It has been 70 years since the passing of a Thai King, so its impact on modern Thailand is unknown. Most of the information in my answer is based on public announcements made since HM King Bhumipol Adulyadej passed and what occurred after the passing of the Queen Mother several years back.
The official period of mourning will be one year. Government employees will wear black during this time period and the people have also been asked to wear colors of mourning. Colors of mourning here are black or pure white (a pure white shirt not a white guns and roses tshirt). Wearing the colors of the king is also acceptable, but it should be a proper King's shirt, single color with the royal emblem.

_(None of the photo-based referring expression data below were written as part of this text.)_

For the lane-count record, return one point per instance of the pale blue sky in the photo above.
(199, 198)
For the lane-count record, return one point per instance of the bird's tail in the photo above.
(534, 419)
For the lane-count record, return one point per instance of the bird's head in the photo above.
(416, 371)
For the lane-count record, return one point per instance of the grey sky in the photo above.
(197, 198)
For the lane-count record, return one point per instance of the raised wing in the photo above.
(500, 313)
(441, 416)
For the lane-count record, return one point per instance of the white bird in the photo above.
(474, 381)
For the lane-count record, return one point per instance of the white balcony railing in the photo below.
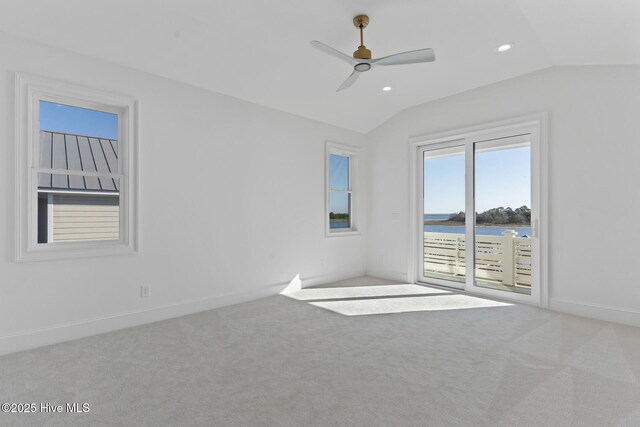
(502, 259)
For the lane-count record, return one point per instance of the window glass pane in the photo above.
(443, 214)
(77, 139)
(503, 215)
(69, 212)
(338, 172)
(339, 210)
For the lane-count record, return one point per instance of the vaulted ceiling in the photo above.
(259, 50)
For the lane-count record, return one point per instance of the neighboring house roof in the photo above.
(78, 153)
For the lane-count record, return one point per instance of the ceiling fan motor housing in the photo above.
(362, 53)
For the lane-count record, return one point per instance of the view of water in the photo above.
(339, 224)
(459, 229)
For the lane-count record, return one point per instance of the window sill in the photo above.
(67, 251)
(342, 233)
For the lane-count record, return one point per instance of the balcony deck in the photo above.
(502, 262)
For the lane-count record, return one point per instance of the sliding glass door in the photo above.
(443, 223)
(479, 202)
(502, 228)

The King's colors are yellow or pink, the Queen's color is blue. It has not been ordered that people dress accordingly, rather just asked, so you will not get in trouble for wearing green or red, but loud Hawaiian prints and gaudy outfits would be disrespectful. Dress politely and you will be fine.
In addition, a period of 30 days during which flags will be flown and half mast and the people have been asked to "refrain from festivities" will be observed. This may impact tourist's plans, as likely events such as the Full Moon party on Koh Phangan will be canceled and festivals like Loi Krathong and Yee Ping which fall at the end of the 30 day period maybe canceled or subdued and limited.

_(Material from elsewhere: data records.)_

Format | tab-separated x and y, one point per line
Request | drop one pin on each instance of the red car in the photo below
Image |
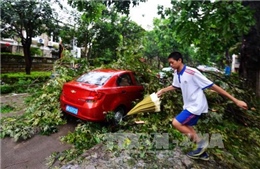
97	92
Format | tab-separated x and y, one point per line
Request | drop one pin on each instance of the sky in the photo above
144	13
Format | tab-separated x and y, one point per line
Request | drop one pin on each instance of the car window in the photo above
95	78
124	80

There are rumors that bars maybe closed, no alcohol, etc, but at this point these are just rumors. There is a strong chance that bars will be asked to shut down music, dancing, etc during the 30 day mourning period. But for now no official bans on alcohol. However I would suggest not walking around with beers in hand, rather enjoy them at your hotel or dining venue. Strolling with a beer in hand would fall into "being festive" and thus disrespectful to the people mourning.
There should be little impact on travel plans and sightseeing activities, though places like the Grand Palace may be restricted to mourners coming to pay respect to the king, likewise at other royal palaces and temples. Bangkok's traffic could worsen over the next couple of weeks, as people from the country side come to pay their respect to their beloved king. But otherwise you should be able to travel freely, sightseeing tours will be running, restaurants, stores, etc will be open as usual.

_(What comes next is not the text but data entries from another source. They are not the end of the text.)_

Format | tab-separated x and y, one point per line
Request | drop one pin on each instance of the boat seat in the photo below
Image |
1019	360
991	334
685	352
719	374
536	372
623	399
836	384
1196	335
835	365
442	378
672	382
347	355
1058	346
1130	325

Bangkok - The roads around the Grand Palace are closed, as is the Grand Palace. Likely nearby temples are over crowded with mourners.
All TV channels, both broadcast and satellite are showing identical programming about the King's life. This is supposed to be in effect for the 3 days according to recent statements by the PM. Internet is uneffected,
Sale of alcohol has been banned for three days, so I assume bars are closed (not in a city at moment to drive around and confirm).
The upcoming Full Moon party has been canceled.
I will edit my answer if any restrictions are announced in the days to come.